Encerro com as imagens digitalizadas dos textos originais, redigidos sobre velhas folhitas de escola primária, com caneta permanente de tinta azul escurecida pelo tempo.
Em 7 de Fevereiro de 1950
Oremos e meditemos!
Pequeníssimo qual verme no mundo vivente, arrebatado de devotamento e veneração, curvo-me ante mim mesmo e digo: Não sou digno. Não sou digno de ser ouvido pelo que deixei no mundo! Não… não mereço ser perdoado nesta enorme falta que tão ousado cometi! – não respondi à verdade que em grandes letras se revelava à minha compreensão, tão sonante como verbal e audível, tão sincera e imponente como os trovões anunciando a tempestade; Se não nos prepararmos nos naufrágios da vida exterior para gozar no interior da consciência à sombra do dever cumprido!
Que palpitante ensino para o rebelde que fui…! Oremos pois. Que Deus seja louvado!
O choque!… fez sofrer a minha pessoa quando já ausente do corpo… sofrer tão merecido como violenta a separação dele!!!
Ah!… Fora do mundo… homem cheio de esperanças… nessa pobre e misérrima vida, se é que vida se lhe pode chamar em comparação à que a mim, principiante, vejo desdobrar-se tão cheia e surpreendente, como se de cinco anos em ignota aldeia vivido, entrasse em luzente capital de rico império!…
A cada momento novas e fulgurantes vistas com panoramas de recreativa beleza se manifestam em face do meu frouxo entendimento! Até me sinto esquecer a vida própria!

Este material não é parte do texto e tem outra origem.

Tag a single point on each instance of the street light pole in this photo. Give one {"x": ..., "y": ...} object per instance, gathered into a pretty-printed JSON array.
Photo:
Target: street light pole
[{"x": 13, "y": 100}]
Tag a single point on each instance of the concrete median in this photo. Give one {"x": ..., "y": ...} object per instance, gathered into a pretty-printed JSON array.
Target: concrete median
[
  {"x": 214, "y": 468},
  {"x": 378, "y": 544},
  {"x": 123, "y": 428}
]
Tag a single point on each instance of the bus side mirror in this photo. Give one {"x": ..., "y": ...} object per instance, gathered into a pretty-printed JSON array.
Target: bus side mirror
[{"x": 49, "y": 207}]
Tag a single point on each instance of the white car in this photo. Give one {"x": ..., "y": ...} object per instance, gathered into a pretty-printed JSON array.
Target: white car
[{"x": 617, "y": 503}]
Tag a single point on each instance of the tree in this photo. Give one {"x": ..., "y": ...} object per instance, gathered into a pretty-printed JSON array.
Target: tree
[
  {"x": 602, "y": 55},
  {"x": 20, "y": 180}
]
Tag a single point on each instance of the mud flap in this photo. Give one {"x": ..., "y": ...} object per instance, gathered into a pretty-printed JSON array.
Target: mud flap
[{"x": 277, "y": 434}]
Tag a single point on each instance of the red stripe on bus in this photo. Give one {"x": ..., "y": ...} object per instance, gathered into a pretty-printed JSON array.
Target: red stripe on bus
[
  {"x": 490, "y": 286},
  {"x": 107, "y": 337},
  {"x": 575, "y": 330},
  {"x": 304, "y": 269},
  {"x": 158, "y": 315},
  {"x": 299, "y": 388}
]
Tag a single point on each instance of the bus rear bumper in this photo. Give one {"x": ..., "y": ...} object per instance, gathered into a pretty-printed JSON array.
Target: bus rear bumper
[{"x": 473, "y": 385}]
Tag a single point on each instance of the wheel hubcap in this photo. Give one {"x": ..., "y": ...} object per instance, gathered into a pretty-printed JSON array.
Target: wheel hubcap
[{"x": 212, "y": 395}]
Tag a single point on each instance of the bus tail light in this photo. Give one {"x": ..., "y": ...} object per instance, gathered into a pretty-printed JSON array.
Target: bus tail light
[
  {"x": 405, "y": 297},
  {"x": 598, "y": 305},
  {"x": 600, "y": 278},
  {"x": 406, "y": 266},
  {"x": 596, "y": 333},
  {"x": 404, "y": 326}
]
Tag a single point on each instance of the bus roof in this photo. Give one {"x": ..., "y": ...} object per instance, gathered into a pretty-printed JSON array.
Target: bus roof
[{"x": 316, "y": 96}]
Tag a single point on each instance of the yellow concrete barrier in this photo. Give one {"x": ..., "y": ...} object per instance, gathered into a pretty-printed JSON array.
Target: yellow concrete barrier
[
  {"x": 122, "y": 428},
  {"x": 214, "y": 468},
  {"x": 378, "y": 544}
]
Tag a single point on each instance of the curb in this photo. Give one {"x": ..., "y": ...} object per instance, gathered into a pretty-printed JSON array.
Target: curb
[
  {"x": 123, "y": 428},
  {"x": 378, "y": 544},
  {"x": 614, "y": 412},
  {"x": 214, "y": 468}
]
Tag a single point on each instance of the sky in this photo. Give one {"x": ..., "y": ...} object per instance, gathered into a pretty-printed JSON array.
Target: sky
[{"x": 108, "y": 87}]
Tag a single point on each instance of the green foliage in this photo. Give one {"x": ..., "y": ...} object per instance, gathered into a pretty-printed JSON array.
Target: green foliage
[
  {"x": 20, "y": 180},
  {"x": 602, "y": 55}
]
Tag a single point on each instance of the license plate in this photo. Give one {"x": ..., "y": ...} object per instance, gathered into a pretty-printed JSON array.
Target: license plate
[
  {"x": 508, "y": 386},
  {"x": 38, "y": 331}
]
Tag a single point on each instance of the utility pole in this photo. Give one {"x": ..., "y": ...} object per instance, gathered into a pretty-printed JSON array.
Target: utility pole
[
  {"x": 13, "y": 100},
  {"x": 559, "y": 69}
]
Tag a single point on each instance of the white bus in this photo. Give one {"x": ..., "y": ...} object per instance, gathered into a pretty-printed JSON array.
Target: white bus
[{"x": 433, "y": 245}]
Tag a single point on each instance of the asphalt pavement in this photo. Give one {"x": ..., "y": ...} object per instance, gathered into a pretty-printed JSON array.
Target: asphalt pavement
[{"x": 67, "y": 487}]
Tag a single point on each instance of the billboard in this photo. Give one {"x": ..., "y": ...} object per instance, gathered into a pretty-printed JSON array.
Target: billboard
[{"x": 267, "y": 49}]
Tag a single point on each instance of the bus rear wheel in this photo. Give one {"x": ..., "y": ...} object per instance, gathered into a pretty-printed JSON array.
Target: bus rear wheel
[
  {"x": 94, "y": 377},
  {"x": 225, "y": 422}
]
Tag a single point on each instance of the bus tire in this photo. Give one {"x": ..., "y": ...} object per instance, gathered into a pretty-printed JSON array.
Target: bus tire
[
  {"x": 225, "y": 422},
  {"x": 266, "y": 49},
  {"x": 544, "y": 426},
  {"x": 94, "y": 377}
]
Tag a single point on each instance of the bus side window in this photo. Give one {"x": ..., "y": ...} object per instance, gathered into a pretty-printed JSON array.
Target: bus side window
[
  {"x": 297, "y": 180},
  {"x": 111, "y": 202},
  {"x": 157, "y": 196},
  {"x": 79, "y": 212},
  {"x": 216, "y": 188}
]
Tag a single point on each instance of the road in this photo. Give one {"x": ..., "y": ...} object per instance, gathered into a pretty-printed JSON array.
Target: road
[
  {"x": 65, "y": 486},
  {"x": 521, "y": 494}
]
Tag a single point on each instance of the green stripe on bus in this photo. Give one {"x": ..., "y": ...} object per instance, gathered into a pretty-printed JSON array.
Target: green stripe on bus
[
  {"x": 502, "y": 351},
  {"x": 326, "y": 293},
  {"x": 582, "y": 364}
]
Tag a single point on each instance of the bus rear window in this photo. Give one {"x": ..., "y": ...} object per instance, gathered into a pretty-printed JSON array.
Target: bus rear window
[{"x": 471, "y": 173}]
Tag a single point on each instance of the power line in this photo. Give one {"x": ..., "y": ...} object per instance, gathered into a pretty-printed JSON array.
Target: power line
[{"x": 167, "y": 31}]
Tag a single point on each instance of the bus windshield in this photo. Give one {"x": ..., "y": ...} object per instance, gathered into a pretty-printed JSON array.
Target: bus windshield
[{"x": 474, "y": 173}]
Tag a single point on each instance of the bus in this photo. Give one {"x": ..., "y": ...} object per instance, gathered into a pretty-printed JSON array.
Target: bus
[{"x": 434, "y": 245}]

Parece-me que vida é mais o que eu vejo do que eu mesmo! Esta fulguração de vidas, de sóis que são as almas na fusão das suas compreensões em se chocar, que vibram brilho e amor!
Choro comoções tão chocantes, sentimentos de formosa cordialidade. Mas eu embasbacado pergunto aos amigos porque tão cedo viria para o além?
Empregado subalterno aqui… notai, mas que mal pode ser comparado aí!
O que eu sinto aqui é mui superior ao que aí se sente nas mais favoráveis condições da vida.
Aquele choque tão brutalmente violento, fora nem mais nem menos o reflexo da minha negação ao chamamento que tão veraz sentia!
Arremessado para a verdade eterna afora o corpo por este servir de estorvo àquilo com que Deus quer mimosear-nos dentro dele!
Ouçamos esta voz aí para não haver esses desastres, essa forma tão chocante para nós todos! Ouçamos meigamente e à sombra do dever cumprido deixem o coração emocionar-se a favor dos destituídos desse sentimento. Desde que daí parti é este o meu mais belo momento!!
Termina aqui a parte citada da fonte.